Not fun at all. There apparently was a kids camp in the vicinity where this happened so good karma that they were spared! This tornado business still turns my stomach even now.

Harry

BTW, if this thread needs to be transferred to the GBU forum, fine with me.

[This message has been edited by Kozak (edited 07-15-2000).]
 
Having lived in Oklahoma all my life, I've never actually seen a tornado. But I have seen their aftermath. From the little ones that cut a slim, ragged path through the woods for a couple hundred yards, to the "skipping" one that struck Tulsa about five years that took out a church (Methodist, if you're wondering) and eight miles over a truck stop but nothing else, to the monster that struck Oklahoma City last year.

It was hard to wrap my mind around that last one. A week or so after, we drove over to OKC and our first visual was the outlet mall halfway between OKC and Tulsa. It looked like it had been bombed. My sister's family lives about a block and a half from the tornado path. Their house was covered with dirt and the backyard fence was gone, but no other damage. A block and a half away it was smooth concrete slabs and wreckage, maybe a hundred yards wide.

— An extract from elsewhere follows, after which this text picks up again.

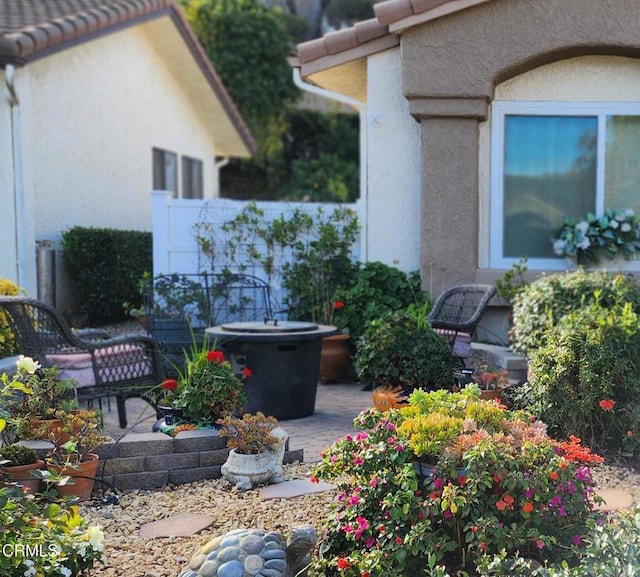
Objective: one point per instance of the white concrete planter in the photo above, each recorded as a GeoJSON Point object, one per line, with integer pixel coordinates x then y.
{"type": "Point", "coordinates": [245, 471]}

For about an hour, my parents knew the tornado path and could not contact my sister's family. It was probably one of the most dreadful moments in my parent's lives. (My sister left the area minutes before it struck. This is usually not considered a smart move, but the TV was saying if you can't get below ground you will not survive, so they left. This is the only time the TV has ever used such a warning.)

[This message has been edited by kevinb17 (edited 07-16-2000).]
 
Harry, things happen we don't know why. The pain and suffering of others can be so overwhelming we want to blame and hate something. If it's a so-called "act of God", hate God. If it's something done by part of one ethnic group to part of another ethnic group, then becoming racist.

Hating someone else it's said is like drinking a glass of poison and waiting for the SOB you hate to die. The hatred corrodes your own gut and soul like battery acid from the inside out. I know cause I let that happen to me ( I used to do child abuse investigations ). I'm alive because I eventually _refused_ to hate anyone or anything, including myself, anymore.

Caring about others opens you to being hurt or feeling their devastation. But if you don't let yourself care you don't experience life fully, with it' rewards, including loving and being loved.

I guess the Aussies would say "Good on you" for feeling as you do. It puts you on a special list in my book, one of proven good people.

( Rant mode off - my own opinion only. Far as moving the topic somewhere else, remember Uncle Bill's usuall comment on similar themes: "What does this have to do with khukuries? Everything!" )

( The other quote finally came to mind: "Love cannot enter a heart full of fear and resentment." And yet another observation is that since we tend to find what we go looking for, might as well make life into a search for joy. )

[This message has been edited by Rusty (edited 07-16-2000).]